Das beste Beispiel dafür ist die Manndeckung mit Libero, die in Deutschland jahrzehntelang praktiziert und nicht hinterfragt wurde – bis irgendwann am ausbleibenden Erfolg klar wurde, dass es Spielweisen gibt, die besser sind. Auch die 4-4-2-Raumdeckung, die aktuell den Welt- und vor allem Jugendfußball prägt, ist nur eine einzelne, einigermaßen simple Art und Weise, mit der Komplexität des Spiels fertig zu werden. Beide Varianten setzen auf anspruchslose Orientierungen, die selbst für den untalentierten Fußballer nicht zu schwierig sind: Bei der Manndeckung suche ich mir einen einzelnen Gegenspieler, verfolge ihn und ignoriere das restliche Spiel mehr oder weniger. Bei der Raumdeckung halte ich mich an meine Position und reagiere auf das Spielgeschehen mehr oder weniger erst dann, wenn es in meiner unmittelbaren Nähe ist. In beiden Fällen blende ich einen großen Teil des Spielgeschehens aus, um der Komplexität des Spiels Herr zu werden.
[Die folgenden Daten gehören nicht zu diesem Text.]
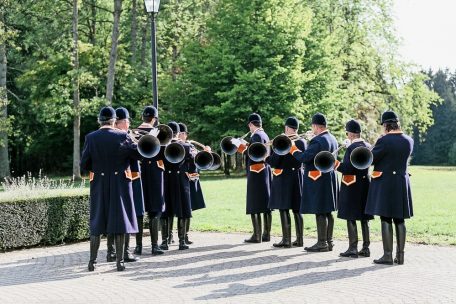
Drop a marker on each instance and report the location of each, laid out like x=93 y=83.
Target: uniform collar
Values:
x=259 y=129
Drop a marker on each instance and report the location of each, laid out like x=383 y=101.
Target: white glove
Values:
x=154 y=132
x=236 y=141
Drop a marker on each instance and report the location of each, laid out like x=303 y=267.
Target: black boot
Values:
x=256 y=223
x=181 y=226
x=322 y=229
x=187 y=229
x=299 y=230
x=170 y=230
x=153 y=228
x=387 y=238
x=128 y=257
x=165 y=231
x=111 y=254
x=286 y=230
x=400 y=242
x=365 y=252
x=120 y=242
x=352 y=240
x=267 y=216
x=138 y=248
x=329 y=233
x=94 y=246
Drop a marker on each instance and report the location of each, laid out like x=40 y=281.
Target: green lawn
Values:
x=434 y=197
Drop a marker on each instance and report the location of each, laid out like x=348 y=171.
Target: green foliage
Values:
x=47 y=220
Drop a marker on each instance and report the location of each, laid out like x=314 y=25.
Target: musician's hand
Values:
x=154 y=132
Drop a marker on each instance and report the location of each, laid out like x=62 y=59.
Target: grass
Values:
x=434 y=198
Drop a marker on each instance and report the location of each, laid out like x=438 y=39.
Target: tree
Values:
x=4 y=158
x=76 y=100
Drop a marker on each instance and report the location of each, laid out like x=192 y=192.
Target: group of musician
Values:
x=125 y=185
x=293 y=181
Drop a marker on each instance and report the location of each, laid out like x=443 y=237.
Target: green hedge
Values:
x=46 y=220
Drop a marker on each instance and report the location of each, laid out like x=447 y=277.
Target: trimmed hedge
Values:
x=44 y=221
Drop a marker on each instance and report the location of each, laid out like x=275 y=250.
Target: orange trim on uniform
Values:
x=376 y=174
x=336 y=164
x=277 y=172
x=348 y=179
x=160 y=164
x=128 y=174
x=294 y=149
x=314 y=174
x=242 y=148
x=257 y=168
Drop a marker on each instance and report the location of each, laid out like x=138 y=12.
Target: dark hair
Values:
x=256 y=124
x=392 y=126
x=148 y=119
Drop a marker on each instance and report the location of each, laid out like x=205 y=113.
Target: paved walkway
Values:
x=220 y=268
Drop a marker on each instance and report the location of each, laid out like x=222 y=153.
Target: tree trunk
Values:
x=113 y=54
x=4 y=158
x=76 y=109
x=133 y=32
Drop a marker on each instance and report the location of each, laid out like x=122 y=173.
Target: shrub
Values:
x=51 y=218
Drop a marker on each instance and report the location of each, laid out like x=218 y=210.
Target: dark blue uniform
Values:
x=177 y=187
x=107 y=153
x=137 y=187
x=320 y=190
x=152 y=170
x=354 y=188
x=258 y=179
x=389 y=193
x=286 y=186
x=196 y=193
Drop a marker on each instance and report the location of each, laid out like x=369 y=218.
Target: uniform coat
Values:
x=286 y=186
x=320 y=190
x=196 y=193
x=137 y=187
x=258 y=179
x=177 y=187
x=152 y=170
x=353 y=188
x=107 y=153
x=389 y=192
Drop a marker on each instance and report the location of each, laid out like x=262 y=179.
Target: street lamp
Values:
x=152 y=7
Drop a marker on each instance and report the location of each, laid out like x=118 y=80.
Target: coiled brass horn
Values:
x=174 y=152
x=148 y=145
x=361 y=158
x=227 y=145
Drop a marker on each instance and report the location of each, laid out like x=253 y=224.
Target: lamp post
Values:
x=152 y=7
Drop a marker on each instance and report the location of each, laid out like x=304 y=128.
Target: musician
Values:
x=389 y=195
x=353 y=194
x=320 y=189
x=286 y=187
x=177 y=192
x=106 y=154
x=258 y=184
x=153 y=186
x=196 y=193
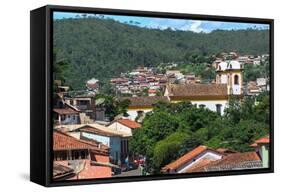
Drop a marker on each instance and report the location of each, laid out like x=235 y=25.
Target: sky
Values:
x=175 y=24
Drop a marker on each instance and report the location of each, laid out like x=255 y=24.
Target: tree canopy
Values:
x=103 y=48
x=172 y=129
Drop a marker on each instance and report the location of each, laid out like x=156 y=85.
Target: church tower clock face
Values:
x=230 y=73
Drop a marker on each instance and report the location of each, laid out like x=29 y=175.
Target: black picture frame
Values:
x=41 y=89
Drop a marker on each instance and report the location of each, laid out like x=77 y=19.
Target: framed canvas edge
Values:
x=48 y=81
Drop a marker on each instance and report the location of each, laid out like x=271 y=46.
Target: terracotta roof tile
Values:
x=194 y=90
x=63 y=141
x=65 y=111
x=264 y=139
x=185 y=158
x=129 y=123
x=145 y=101
x=60 y=171
x=245 y=160
x=90 y=129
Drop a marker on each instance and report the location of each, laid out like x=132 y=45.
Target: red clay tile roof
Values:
x=145 y=101
x=60 y=171
x=195 y=90
x=65 y=111
x=129 y=123
x=264 y=139
x=63 y=141
x=199 y=164
x=233 y=161
x=89 y=129
x=225 y=151
x=185 y=158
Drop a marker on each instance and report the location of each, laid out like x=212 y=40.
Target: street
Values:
x=135 y=172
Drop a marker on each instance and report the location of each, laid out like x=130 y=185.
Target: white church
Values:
x=215 y=96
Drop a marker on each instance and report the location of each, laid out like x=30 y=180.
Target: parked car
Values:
x=129 y=166
x=116 y=170
x=139 y=161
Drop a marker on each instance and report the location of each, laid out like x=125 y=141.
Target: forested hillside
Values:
x=102 y=48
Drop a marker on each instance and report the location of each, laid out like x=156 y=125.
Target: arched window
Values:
x=218 y=108
x=236 y=80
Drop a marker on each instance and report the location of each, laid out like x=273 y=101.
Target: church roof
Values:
x=146 y=101
x=197 y=90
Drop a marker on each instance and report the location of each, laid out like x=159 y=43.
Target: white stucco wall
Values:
x=133 y=113
x=207 y=155
x=211 y=104
x=119 y=127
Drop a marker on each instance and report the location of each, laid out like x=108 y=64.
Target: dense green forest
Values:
x=103 y=48
x=173 y=129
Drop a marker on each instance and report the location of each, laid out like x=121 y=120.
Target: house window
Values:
x=202 y=106
x=236 y=80
x=218 y=107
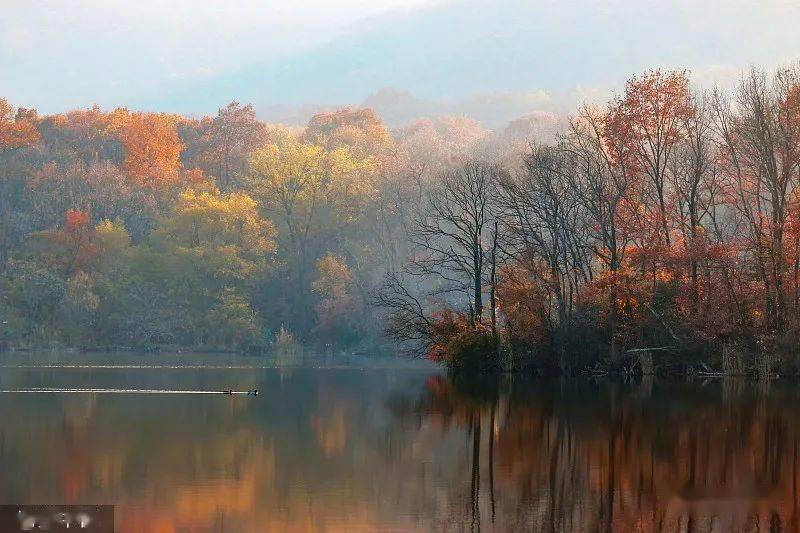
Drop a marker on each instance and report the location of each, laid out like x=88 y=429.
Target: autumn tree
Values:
x=760 y=138
x=646 y=126
x=311 y=192
x=152 y=147
x=451 y=233
x=603 y=181
x=234 y=133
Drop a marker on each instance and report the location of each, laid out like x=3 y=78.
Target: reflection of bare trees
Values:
x=603 y=457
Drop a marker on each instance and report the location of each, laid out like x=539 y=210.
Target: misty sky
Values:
x=193 y=56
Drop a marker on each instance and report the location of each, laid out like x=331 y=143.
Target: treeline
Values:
x=150 y=230
x=666 y=219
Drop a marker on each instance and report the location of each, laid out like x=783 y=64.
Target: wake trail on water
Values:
x=47 y=390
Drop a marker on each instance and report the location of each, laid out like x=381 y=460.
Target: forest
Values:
x=661 y=228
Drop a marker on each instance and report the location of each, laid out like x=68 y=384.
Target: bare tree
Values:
x=451 y=230
x=603 y=183
x=760 y=140
x=545 y=226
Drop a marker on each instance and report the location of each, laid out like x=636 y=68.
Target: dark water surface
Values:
x=388 y=445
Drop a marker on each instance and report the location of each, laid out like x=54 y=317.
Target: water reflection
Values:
x=582 y=456
x=404 y=449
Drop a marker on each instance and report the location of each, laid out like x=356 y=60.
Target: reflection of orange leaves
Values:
x=331 y=432
x=76 y=220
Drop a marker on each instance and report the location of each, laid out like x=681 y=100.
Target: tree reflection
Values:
x=602 y=456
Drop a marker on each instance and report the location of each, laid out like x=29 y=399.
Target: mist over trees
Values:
x=666 y=218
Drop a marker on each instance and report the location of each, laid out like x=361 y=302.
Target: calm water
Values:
x=349 y=445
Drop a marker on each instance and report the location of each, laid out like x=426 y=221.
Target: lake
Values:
x=359 y=444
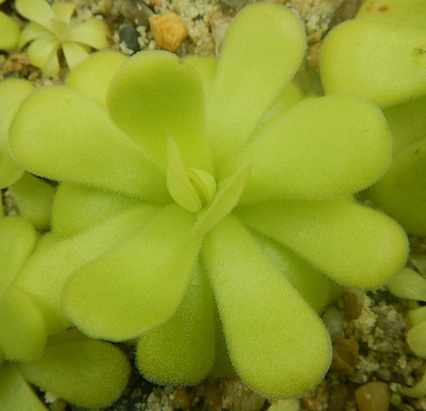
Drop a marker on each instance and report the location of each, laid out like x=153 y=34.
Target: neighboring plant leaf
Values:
x=85 y=372
x=17 y=240
x=92 y=76
x=402 y=191
x=44 y=275
x=385 y=63
x=77 y=208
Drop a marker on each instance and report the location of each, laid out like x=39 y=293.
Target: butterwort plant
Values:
x=383 y=51
x=204 y=211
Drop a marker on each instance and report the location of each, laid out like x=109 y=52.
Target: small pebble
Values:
x=168 y=30
x=129 y=35
x=373 y=396
x=345 y=355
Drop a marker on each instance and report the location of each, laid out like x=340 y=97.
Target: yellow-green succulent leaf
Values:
x=416 y=339
x=33 y=198
x=15 y=392
x=38 y=11
x=77 y=208
x=51 y=68
x=407 y=122
x=63 y=11
x=402 y=190
x=352 y=244
x=57 y=145
x=227 y=197
x=46 y=273
x=41 y=49
x=22 y=330
x=30 y=32
x=203 y=183
x=9 y=32
x=206 y=67
x=93 y=75
x=74 y=53
x=385 y=63
x=395 y=11
x=178 y=182
x=314 y=151
x=299 y=273
x=222 y=367
x=408 y=284
x=92 y=32
x=87 y=373
x=256 y=62
x=277 y=344
x=17 y=240
x=147 y=278
x=417 y=315
x=12 y=92
x=290 y=96
x=181 y=351
x=154 y=97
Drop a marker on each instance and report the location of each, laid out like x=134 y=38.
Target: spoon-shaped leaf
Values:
x=320 y=150
x=69 y=130
x=45 y=274
x=350 y=243
x=182 y=350
x=140 y=284
x=385 y=63
x=263 y=49
x=277 y=344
Auffällig dabei ist auch, dass die großen, festen Regeln des Fußballs meist die Defensive betreffen. Weil die Offensive so sehr von den individuellen Fähigkeiten der Spieler abhängt, ist sie taktisch weitestgehend „unerforscht“. Offensive Maßnahmen beschränken sich meist auf die Betonung bestimmter individueller Mittel („mehr Flanken“) und unspezifische Rhythmusvorgaben („schneller spielen“). Genauere taktische Vorgaben lassen sich wegen der Dynamik und Komplexität des Spiels auch tatsächlich schwer so gestalten, dass sie anwendbar und effektiv sind. Trotzdem wird immer wieder von unterschiedlichsten Leuten betont, dass Fußball ein simples Spiel sei. Bei einem Spiel, in dem sich 22 Spieler völlig frei auf einem riesigen Feld bewegen, wodurch quasi unendlich viele Situationen entstehen können. Doch wenn das Spiel wirklich so einfach wäre, dann wäre Spielintelligenz sicherlich kein so seltenes Gut unter Fußballern. Spielern würde es auch viel leichter fallen, unbekannte Positionen zu spielen, und kreative Momente wären häufiger. So ist es aber nicht.
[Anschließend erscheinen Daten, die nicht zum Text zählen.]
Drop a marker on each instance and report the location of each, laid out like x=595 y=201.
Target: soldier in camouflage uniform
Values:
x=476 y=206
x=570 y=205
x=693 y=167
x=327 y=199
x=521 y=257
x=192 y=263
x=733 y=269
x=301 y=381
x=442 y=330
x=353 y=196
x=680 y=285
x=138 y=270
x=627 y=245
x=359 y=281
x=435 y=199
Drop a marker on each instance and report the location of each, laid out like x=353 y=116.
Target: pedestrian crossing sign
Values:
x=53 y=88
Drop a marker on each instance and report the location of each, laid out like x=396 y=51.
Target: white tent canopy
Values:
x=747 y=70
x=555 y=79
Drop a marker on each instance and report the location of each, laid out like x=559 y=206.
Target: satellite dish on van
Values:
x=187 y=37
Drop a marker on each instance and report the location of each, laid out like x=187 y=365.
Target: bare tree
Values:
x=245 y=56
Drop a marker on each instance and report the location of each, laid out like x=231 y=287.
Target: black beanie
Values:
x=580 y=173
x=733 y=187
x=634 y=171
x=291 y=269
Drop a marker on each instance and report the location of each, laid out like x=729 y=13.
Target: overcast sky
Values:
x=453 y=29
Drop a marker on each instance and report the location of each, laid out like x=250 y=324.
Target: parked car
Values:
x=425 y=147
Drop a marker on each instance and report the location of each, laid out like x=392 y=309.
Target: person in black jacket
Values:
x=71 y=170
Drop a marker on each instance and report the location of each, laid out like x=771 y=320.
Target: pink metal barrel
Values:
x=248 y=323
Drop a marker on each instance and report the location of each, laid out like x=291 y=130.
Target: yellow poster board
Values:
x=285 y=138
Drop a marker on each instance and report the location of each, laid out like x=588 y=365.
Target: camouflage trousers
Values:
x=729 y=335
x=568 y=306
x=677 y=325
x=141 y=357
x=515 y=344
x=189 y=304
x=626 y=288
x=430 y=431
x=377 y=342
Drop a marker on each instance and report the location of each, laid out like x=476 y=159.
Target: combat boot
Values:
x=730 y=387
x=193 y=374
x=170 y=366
Beginnend vor etwa zehn Jahren hat sich das Fußballverständnis zwar rapide weiterentwickelt und verändert, und so werden zum Beispiel die Lehrinhalte des DFB ständig überarbeitet. Trotzdem wird immer noch wenig Augenmerk darauf gelegt, was die handwerklichen Umstände von Sieg und Niederlage sind. Das ist innerhalb des Fußballs teilweise so und im öffentlichen Verständnis ganz extrem. „Die können es doch eigentlich!“, wird gerne gesagt. Es wird also angenommen, dass die Frage, was auf dem Feld zu tun ist, wie man gut spielt, keine Frage ist. So, als ginge es nur darum, die Lösungen umzusetzen, und nicht darum, die Lösungen zu finden. Diese Herangehensweise ist falsch und führt immer wieder zu Ratlosigkeit bei der Erklärung von unerwarteten Erfolgen oder Misserfolgen.
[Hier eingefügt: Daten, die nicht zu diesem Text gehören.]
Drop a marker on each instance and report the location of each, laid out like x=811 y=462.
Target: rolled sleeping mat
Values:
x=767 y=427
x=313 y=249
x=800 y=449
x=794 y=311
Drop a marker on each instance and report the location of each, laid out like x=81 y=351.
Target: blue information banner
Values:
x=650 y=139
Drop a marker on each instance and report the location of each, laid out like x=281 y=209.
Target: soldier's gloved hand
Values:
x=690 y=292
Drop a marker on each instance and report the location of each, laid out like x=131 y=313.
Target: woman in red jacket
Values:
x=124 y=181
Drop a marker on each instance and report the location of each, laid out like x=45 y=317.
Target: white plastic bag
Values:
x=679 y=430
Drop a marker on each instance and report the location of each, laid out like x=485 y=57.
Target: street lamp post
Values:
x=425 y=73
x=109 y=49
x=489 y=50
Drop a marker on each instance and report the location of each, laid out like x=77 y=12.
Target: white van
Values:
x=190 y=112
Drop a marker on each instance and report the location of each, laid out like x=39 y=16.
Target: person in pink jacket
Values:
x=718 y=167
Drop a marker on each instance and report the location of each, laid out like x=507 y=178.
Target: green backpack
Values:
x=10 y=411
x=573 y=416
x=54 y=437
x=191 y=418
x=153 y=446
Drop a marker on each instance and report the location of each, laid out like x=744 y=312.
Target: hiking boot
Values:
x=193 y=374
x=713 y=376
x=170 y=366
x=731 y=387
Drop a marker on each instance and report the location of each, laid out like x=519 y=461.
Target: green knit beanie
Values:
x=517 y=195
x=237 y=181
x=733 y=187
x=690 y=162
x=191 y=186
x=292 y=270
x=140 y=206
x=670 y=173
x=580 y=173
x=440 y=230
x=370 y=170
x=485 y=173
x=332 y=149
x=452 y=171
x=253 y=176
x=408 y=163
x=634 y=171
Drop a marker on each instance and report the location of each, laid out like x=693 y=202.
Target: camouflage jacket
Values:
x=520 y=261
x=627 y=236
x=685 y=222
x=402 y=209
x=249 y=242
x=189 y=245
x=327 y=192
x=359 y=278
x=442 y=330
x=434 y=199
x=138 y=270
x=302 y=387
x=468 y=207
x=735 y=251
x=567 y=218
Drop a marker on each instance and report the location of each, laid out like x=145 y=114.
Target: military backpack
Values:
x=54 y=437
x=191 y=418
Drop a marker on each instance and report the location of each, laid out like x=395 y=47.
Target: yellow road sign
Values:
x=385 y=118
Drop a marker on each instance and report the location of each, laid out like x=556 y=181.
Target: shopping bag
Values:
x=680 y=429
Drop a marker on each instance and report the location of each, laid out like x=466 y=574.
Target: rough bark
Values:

Ich beginne dieses Buch mit diesem Verriss der Zustände im Fußball, weil dies fundamental für das Verständnis ist, was herausragende Trainer ausmacht. Wer eine Mannschaft formen will, die guten Fußball spielt, braucht eine genaue Vorstellung davon, was diesen guten Fußball ausmacht. Er muss genau wissen, wie es geht. Er muss nach schlechten Spielen herausfinden können, was die Mannschaft genau falsch gemacht hat. Er darf sich nicht hinter einer emotionalen Ursachenforschung verstecken, wenn es konkrete handwerkliche Defizite bei seiner Mannschaft gibt. Es gibt zahlreiche weitere Faktoren, die die Qualität eines Trainers bestimmen, doch das Verständnis für das Spiel ist das Fundament. Und um die Qualität eines Trainers zu verstehen und zu beurteilen, muss man dementsprechend ebenfalls auf diesen Faktor blicken.